Tracey Thompson, 43, from Walsden has celebrated with her mum every year, for five years to mark the occasion of becoming a live donor through a Living Donor Kidney Sharing Scheme and her mum receiving the precious gift of life. Tracey shares their story with the National Kidney Federation.

“It is the fifth year of donating via the Living Donor Kidney Sharing Scheme to my mum. I donated my kidney in 2018 and we were a part of a six-person chain with 3 people donating and 3 receiving a new lease of life.

My mum Sue found out in 1982 that one of her kidneys was not working correctly and that her kidney function was declining over time.

Fast forward to 2014, my mum found out that eventually she would need a kidney transplant.

In 2017 my mum delivered the news to me and my sister that she needs to be on the transplant list.
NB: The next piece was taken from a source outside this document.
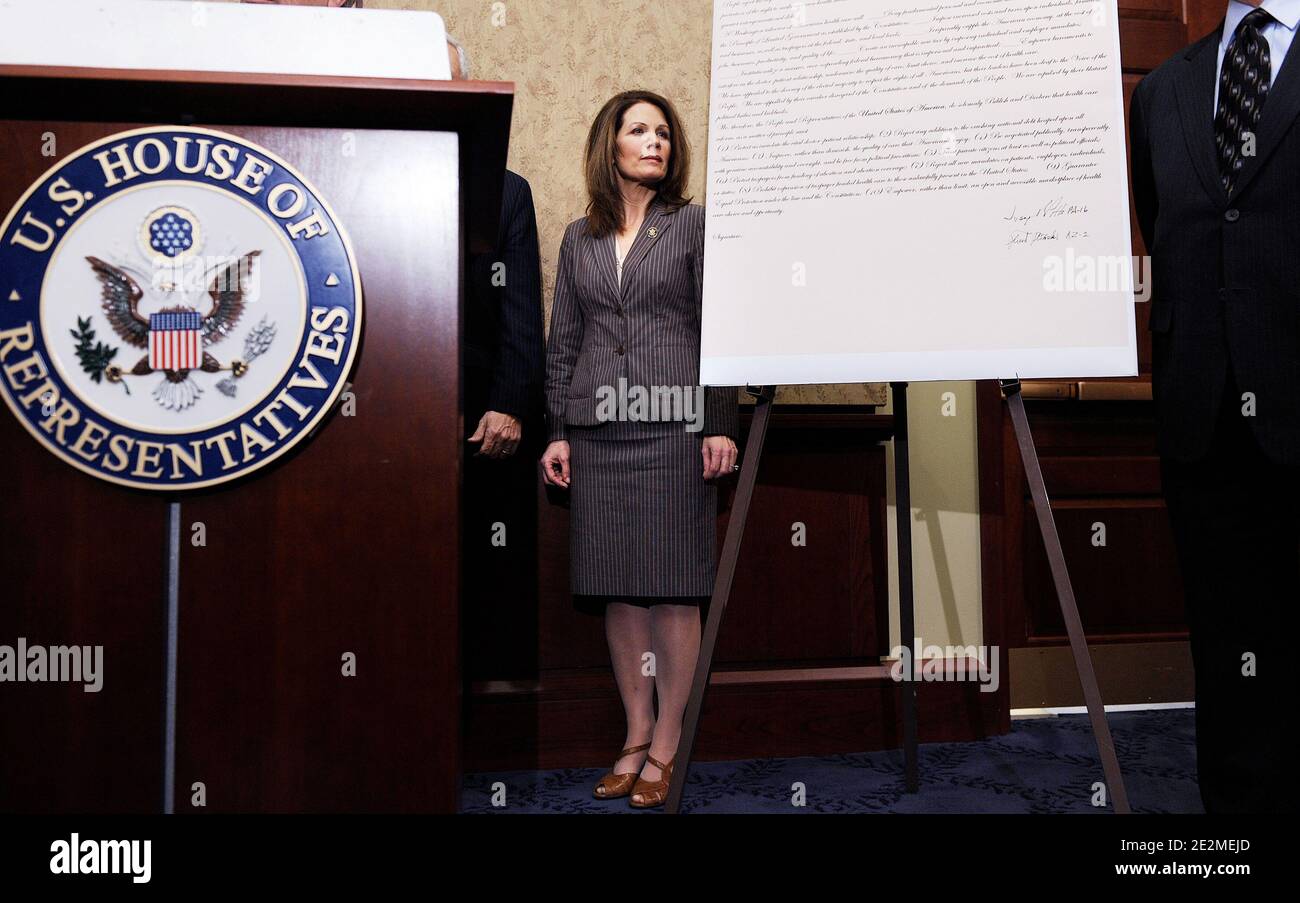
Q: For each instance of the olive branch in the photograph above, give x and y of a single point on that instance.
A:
(94, 357)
During this point in time, I knew nothing about living donation but I knew that I wanted to donate.

We started the entire process of me donating to my mum in December 2017 and were looked after through the entire process at the Sheffield Northern General Renal Centre.
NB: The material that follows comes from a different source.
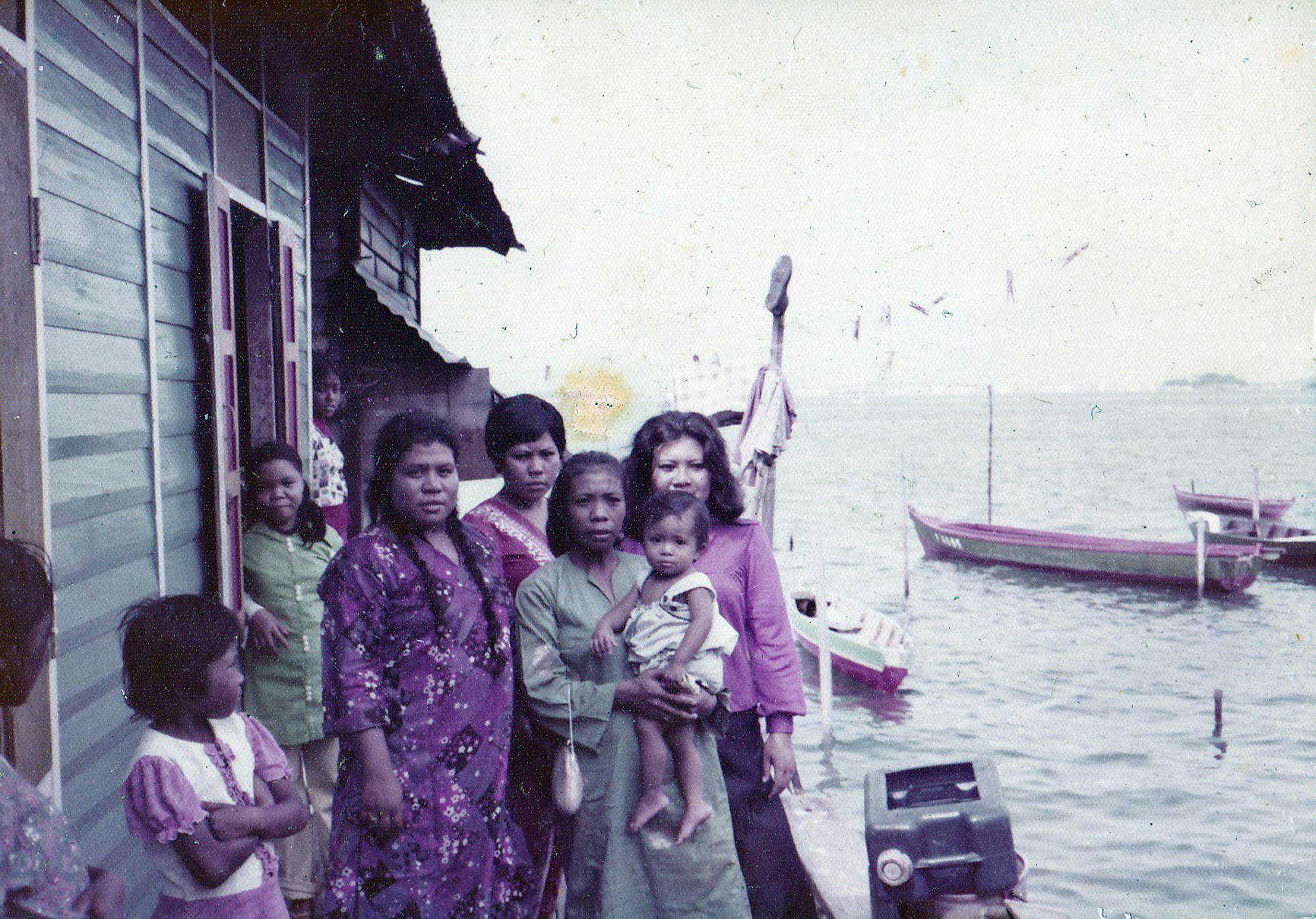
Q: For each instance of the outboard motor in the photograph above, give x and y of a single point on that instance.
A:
(938, 841)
The Living Donor Kidney Sharing Scheme was fully explained to us during our first initial assessment with the living donor team and I was amazed that it was even an option.
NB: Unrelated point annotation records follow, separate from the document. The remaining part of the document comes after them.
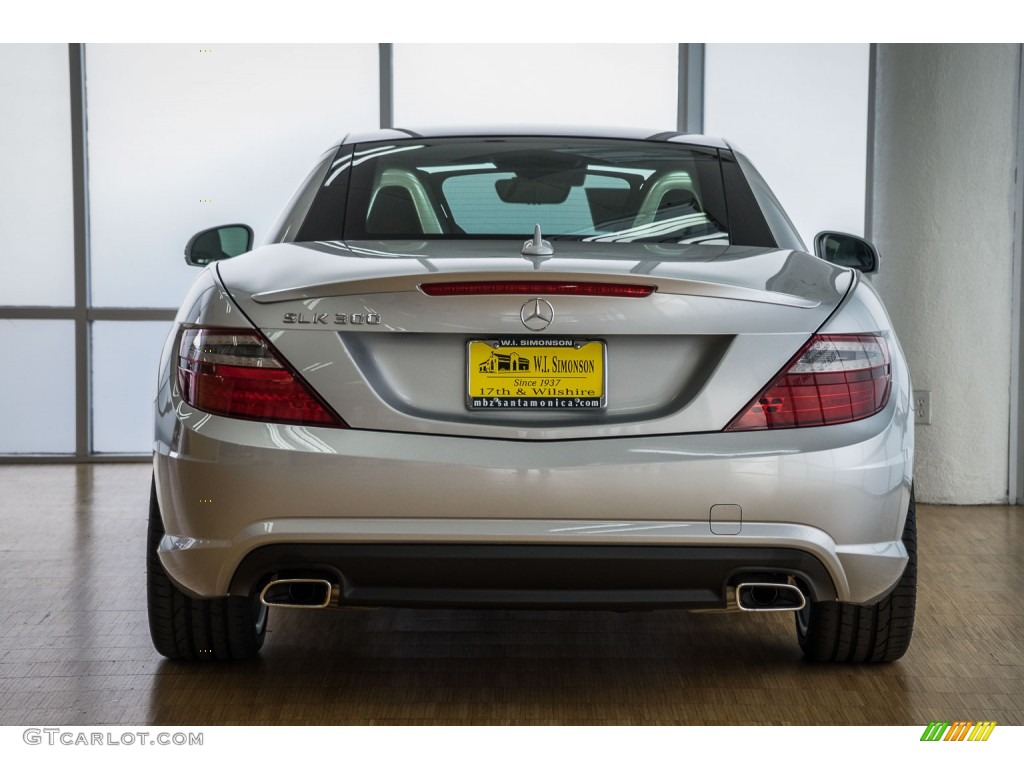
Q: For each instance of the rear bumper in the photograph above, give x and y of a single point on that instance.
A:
(531, 576)
(647, 510)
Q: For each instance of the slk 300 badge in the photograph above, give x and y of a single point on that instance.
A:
(333, 318)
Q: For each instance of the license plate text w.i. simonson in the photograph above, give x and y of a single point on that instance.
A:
(547, 374)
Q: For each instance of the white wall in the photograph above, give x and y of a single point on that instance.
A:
(183, 137)
(529, 84)
(36, 209)
(944, 223)
(800, 113)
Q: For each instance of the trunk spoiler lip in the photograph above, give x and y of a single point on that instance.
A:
(664, 285)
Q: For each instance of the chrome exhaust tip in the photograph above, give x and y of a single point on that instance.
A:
(769, 596)
(297, 593)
The scheme was a good alternative if nobody was a direct match to my mum. It didn’t bother me going through this scheme as the main thing for me and the rest of the family was that my mum got the kidney she needed.

After the process of my mum getting a new kidney, she felt amazing. After the operation, it was like she could dance and she immediately looked a better colour.

For me though, I felt horrible, I had been warned that whilst my mum would feel better instantly, I would probably feel the complete opposite.

I had low blood pressure and was closely monitored on the first evening after. I was quite sore from the operation for a while, and the tiredness was more than I could ever imagined. I did have an infection in my main scar after a few weeks, but I soon felt better after the drugs cleared the infection up.

If you are considering becoming a live donor, don’t take the decision lightly, but talk to people who have been through it and no question is a daft one. Listen to the transplant team, they know what they are doing. And don’t get nervous of the assessment process they are not there to catch you out.

Now my 68-year-old mum is loving life and is so much better. Speaking for myself, I am fine. In fact, I can’t tell a difference apart from a nice scar which I feel something to be proud of!

I get annual checks up with the renal unit in Sheffield and I know they are still there if I need support.

We are also familiar with the work the National Kidney Federation do to provide patients and families with support. We regularly read the NKF’s In Touch e-newsletter and often get things from their online shop. It is good to know there are other avenues of support around the corner for me and my mum.

My advice to others that may be going through a similar journey to my me and my mum is, just do it, donate if you can, the difference it has made to my mum is incredible, she now has her life back and has more energy to do things.”